La loi belge oblige le syndic à fournir six documents avant votre offre d'achat. Ils vous disent tout : la santé financière de l'immeuble, les travaux qui arrivent, et la qualité de sa gouvernance. Encore faut-il savoir les lire.

Guide pratiquePar Gauthier Lust, agent immobilier agréé IPI 507645Mis à jour le 24 août 202612 min de lecture

Ce que le syndic doit fournir avant le compromis

L'article 3.94, § 1er du Code civil est court, précis, et beaucoup d'acheteurs ignorent son existence. Il impose la transmission de six éléments avant la signature du contrat ou, le cas échéant, de l'offre d'achat ou de la promesse d'achat :

  1. Le montant du fonds de roulement et du fonds de réserve
  2. Le montant des arriérés éventuels dus par le copropriétaire sortant
  3. La situation des appels de fonds destinés au fonds de réserve
  4. Le relevé des procédures judiciaires en cours relatives à la copropriété
  5. Les procès-verbaux des assemblées générales des trois dernières années, ordinaires et extraordinaires, ainsi que les décomptes périodiques des charges des deux dernières années
  6. Une copie du dernier bilan approuvé par l'assemblée générale

Le syndic doit les communiquer sur simple demande, dans un délai de quinze jours. Pas de recommandé requis à ce stade.

Le point qui bloque le plus souvent. Vous, acheteur, ne pouvez pas exiger ces documents directement du syndic.
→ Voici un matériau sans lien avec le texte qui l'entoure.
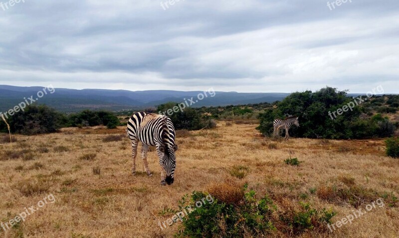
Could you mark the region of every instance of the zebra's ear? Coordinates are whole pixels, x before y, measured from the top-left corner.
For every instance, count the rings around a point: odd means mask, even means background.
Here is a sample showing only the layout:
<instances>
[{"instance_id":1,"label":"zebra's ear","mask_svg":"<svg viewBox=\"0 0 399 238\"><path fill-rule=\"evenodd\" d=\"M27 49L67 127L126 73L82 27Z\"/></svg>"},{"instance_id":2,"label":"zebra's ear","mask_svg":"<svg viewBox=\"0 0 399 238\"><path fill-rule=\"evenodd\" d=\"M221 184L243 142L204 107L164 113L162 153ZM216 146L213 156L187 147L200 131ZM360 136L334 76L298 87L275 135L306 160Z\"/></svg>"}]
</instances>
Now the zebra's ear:
<instances>
[{"instance_id":1,"label":"zebra's ear","mask_svg":"<svg viewBox=\"0 0 399 238\"><path fill-rule=\"evenodd\" d=\"M176 152L178 150L178 145L176 144L174 145L172 149L173 150L174 152Z\"/></svg>"},{"instance_id":2,"label":"zebra's ear","mask_svg":"<svg viewBox=\"0 0 399 238\"><path fill-rule=\"evenodd\" d=\"M159 151L160 152L162 152L163 153L165 153L165 147L163 146L160 146L160 147L159 147Z\"/></svg>"}]
</instances>

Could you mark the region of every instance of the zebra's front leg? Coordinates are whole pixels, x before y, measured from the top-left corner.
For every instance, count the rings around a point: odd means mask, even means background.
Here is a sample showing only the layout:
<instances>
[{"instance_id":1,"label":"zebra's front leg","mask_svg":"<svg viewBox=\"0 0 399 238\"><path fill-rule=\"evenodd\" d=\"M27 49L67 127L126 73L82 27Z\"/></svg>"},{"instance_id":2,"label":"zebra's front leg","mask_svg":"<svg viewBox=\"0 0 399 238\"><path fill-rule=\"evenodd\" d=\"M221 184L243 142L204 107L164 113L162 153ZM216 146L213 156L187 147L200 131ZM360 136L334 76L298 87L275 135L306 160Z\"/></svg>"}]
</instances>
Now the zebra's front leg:
<instances>
[{"instance_id":1,"label":"zebra's front leg","mask_svg":"<svg viewBox=\"0 0 399 238\"><path fill-rule=\"evenodd\" d=\"M132 141L132 159L133 160L133 166L132 168L132 174L136 174L136 156L137 155L137 146L139 141Z\"/></svg>"},{"instance_id":2,"label":"zebra's front leg","mask_svg":"<svg viewBox=\"0 0 399 238\"><path fill-rule=\"evenodd\" d=\"M162 165L161 166L161 185L163 186L166 185L166 182L165 182L165 170Z\"/></svg>"},{"instance_id":3,"label":"zebra's front leg","mask_svg":"<svg viewBox=\"0 0 399 238\"><path fill-rule=\"evenodd\" d=\"M147 174L149 176L152 176L153 174L148 168L148 162L147 161L147 153L148 152L149 146L147 145L143 144L141 148L141 159L143 159L143 163L144 164L144 169L147 172Z\"/></svg>"}]
</instances>

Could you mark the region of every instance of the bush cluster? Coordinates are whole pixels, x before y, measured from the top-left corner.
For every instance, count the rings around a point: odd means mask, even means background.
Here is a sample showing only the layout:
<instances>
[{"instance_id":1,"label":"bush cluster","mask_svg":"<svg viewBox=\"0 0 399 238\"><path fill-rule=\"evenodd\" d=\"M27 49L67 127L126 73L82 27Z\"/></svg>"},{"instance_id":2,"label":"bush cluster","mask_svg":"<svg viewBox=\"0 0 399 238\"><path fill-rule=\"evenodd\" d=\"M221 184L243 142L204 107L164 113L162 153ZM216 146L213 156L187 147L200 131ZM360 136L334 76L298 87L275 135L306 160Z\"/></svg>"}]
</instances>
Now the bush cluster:
<instances>
[{"instance_id":1,"label":"bush cluster","mask_svg":"<svg viewBox=\"0 0 399 238\"><path fill-rule=\"evenodd\" d=\"M11 132L32 135L55 132L62 127L94 126L104 125L110 129L120 125L119 119L112 112L85 110L66 115L45 105L29 105L23 111L9 116L7 121ZM7 132L5 123L0 120L0 132Z\"/></svg>"},{"instance_id":2,"label":"bush cluster","mask_svg":"<svg viewBox=\"0 0 399 238\"><path fill-rule=\"evenodd\" d=\"M226 203L214 196L213 203L197 208L183 218L183 228L176 237L264 237L275 232L299 234L314 229L325 230L336 214L331 210L317 210L305 203L300 203L299 208L282 211L267 195L258 199L254 191L247 191L246 185L243 190L246 192L229 193L242 196L235 199L241 201L239 203ZM194 207L196 201L205 196L201 192L193 192L190 201L184 197L179 202L180 208L186 205Z\"/></svg>"},{"instance_id":3,"label":"bush cluster","mask_svg":"<svg viewBox=\"0 0 399 238\"><path fill-rule=\"evenodd\" d=\"M104 125L109 129L113 129L119 126L120 123L119 119L112 112L85 110L78 113L70 115L66 124L69 126L78 127Z\"/></svg>"},{"instance_id":4,"label":"bush cluster","mask_svg":"<svg viewBox=\"0 0 399 238\"><path fill-rule=\"evenodd\" d=\"M168 102L158 106L157 112L168 112L178 104L175 102ZM203 128L212 128L216 126L216 123L209 116L202 115L199 111L191 107L185 108L183 111L179 110L173 112L172 115L167 113L166 115L172 120L176 130L200 130Z\"/></svg>"},{"instance_id":5,"label":"bush cluster","mask_svg":"<svg viewBox=\"0 0 399 238\"><path fill-rule=\"evenodd\" d=\"M387 155L394 158L399 158L399 138L391 138L385 141Z\"/></svg>"},{"instance_id":6,"label":"bush cluster","mask_svg":"<svg viewBox=\"0 0 399 238\"><path fill-rule=\"evenodd\" d=\"M297 137L360 139L385 137L394 133L395 126L388 118L379 114L364 116L365 109L360 106L331 119L329 111L342 108L353 100L347 96L346 91L330 87L315 92L294 92L278 102L277 107L260 113L260 124L257 129L264 136L270 136L274 119L293 115L299 117L300 127L293 127L290 134Z\"/></svg>"}]
</instances>

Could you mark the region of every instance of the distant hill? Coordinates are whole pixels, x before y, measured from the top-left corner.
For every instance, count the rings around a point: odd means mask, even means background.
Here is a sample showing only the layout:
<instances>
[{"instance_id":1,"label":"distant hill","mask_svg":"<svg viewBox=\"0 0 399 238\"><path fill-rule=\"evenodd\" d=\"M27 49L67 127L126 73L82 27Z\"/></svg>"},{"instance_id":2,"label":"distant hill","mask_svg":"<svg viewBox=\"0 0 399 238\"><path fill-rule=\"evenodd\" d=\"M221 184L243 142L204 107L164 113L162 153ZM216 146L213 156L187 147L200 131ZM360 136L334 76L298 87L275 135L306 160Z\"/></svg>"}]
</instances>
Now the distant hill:
<instances>
[{"instance_id":1,"label":"distant hill","mask_svg":"<svg viewBox=\"0 0 399 238\"><path fill-rule=\"evenodd\" d=\"M41 91L43 88L0 85L0 111L4 112L12 108L24 101L24 98L28 98L33 95L33 98L35 99L37 97L37 92ZM186 101L190 104L189 99L192 97L194 101L198 101L191 105L194 107L272 103L281 100L290 94L287 93L215 92L213 97L211 97L211 94L208 92L207 97L199 100L198 95L200 93L203 94L203 91L166 90L132 91L55 88L53 93L47 93L39 98L36 103L45 104L65 112L76 112L85 109L120 111L142 109L169 101L180 103Z\"/></svg>"}]
</instances>

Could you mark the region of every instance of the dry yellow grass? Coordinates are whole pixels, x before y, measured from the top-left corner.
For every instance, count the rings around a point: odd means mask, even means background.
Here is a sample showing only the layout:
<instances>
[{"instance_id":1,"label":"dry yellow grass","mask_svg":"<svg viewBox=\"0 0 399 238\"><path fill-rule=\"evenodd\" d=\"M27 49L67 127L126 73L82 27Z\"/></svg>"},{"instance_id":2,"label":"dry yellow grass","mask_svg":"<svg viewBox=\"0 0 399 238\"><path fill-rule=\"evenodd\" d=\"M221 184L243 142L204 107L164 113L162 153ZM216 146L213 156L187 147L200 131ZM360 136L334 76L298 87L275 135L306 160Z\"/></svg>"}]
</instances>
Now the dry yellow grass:
<instances>
[{"instance_id":1,"label":"dry yellow grass","mask_svg":"<svg viewBox=\"0 0 399 238\"><path fill-rule=\"evenodd\" d=\"M218 126L185 132L178 137L175 183L166 187L160 185L155 152L148 153L148 159L154 175L138 173L134 176L127 137L122 141L103 141L110 135L125 134L123 127L68 128L50 135L16 136L17 142L12 146L0 144L1 221L9 220L49 193L56 199L17 227L1 230L0 236L172 237L180 223L161 231L158 222L171 217L168 211L178 209L181 197L229 179L247 182L258 196L269 194L280 208L293 207L300 200L318 209L333 208L338 212L334 222L354 208L335 202L339 198L329 202L328 188L356 185L398 197L399 160L384 156L382 140L271 141L261 137L254 124L226 126L221 122ZM6 157L9 152L22 150L33 153L33 159ZM290 152L304 162L299 166L285 164ZM81 159L88 154L96 156ZM139 157L138 168L144 167ZM243 178L231 175L234 165L248 168ZM95 172L97 169L100 172ZM399 211L397 203L394 205L374 209L331 234L314 231L302 237L399 237Z\"/></svg>"}]
</instances>

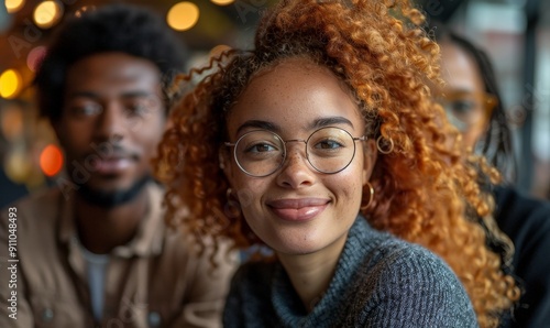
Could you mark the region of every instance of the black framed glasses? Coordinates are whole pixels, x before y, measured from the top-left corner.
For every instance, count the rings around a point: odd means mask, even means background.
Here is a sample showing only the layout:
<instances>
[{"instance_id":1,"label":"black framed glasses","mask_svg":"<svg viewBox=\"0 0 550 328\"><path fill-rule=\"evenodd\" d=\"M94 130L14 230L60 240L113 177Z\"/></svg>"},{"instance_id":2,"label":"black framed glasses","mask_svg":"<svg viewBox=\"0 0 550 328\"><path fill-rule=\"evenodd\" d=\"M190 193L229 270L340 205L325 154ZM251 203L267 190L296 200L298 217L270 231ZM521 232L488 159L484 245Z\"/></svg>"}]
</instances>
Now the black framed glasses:
<instances>
[{"instance_id":1,"label":"black framed glasses","mask_svg":"<svg viewBox=\"0 0 550 328\"><path fill-rule=\"evenodd\" d=\"M244 133L232 146L237 165L248 175L268 176L285 163L289 142L306 144L306 158L318 172L334 174L350 165L355 156L355 141L365 141L366 136L352 136L350 132L336 127L314 131L307 140L283 140L268 130L254 130Z\"/></svg>"}]
</instances>

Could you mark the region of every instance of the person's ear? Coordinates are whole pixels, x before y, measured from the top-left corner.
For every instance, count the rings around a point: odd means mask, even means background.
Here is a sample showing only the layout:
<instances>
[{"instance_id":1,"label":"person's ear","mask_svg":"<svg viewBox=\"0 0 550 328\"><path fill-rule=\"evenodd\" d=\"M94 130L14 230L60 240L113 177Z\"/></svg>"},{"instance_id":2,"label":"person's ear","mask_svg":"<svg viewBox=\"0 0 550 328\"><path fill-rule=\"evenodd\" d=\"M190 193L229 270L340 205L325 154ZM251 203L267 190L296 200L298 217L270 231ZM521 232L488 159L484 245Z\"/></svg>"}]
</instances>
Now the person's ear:
<instances>
[{"instance_id":1,"label":"person's ear","mask_svg":"<svg viewBox=\"0 0 550 328\"><path fill-rule=\"evenodd\" d=\"M218 160L220 162L220 168L229 181L230 185L233 185L233 170L231 161L231 152L227 147L221 146L218 151Z\"/></svg>"},{"instance_id":2,"label":"person's ear","mask_svg":"<svg viewBox=\"0 0 550 328\"><path fill-rule=\"evenodd\" d=\"M378 152L376 149L375 140L369 138L363 142L363 186L369 183L371 175L373 174L374 165L376 164L376 158L378 157Z\"/></svg>"}]
</instances>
La loi désigne trois demandeurs possibles : le notaire, l'intermédiaire professionnel (l'agent immobilier) ou le copropriétaire sortant lui-même. Passez donc par eux, et réclamez-les tôt : l'obligation naît avant même votre offre d'achat.

Ce que le notaire demande avant l'acte

Une seconde série d'informations est réclamée par le notaire, cette fois par envoi recommandé, avec un délai de trente jours. Elle porte sur tout ce qui a été décidé avant la vente mais sera appelé après :

  1. Les dépenses de conservation, d'entretien, de réparation et de réfection décidées avant le transfert de propriété, mais dont le paiement est demandé après
  2. Les appels de fonds approuvés avant le transfert, et le coût des travaux urgents appelés après
  3. Les frais liés à l'acquisition de parties communes décidés avant le transfert
  4. Les dettes certaines dues par l'association à la suite de litiges nés avant le transfert

C'est le cœur du contentieux entre vendeurs et acheteurs, et c'est sur cette base que se détermine qui paie les travaux votés avant la vente.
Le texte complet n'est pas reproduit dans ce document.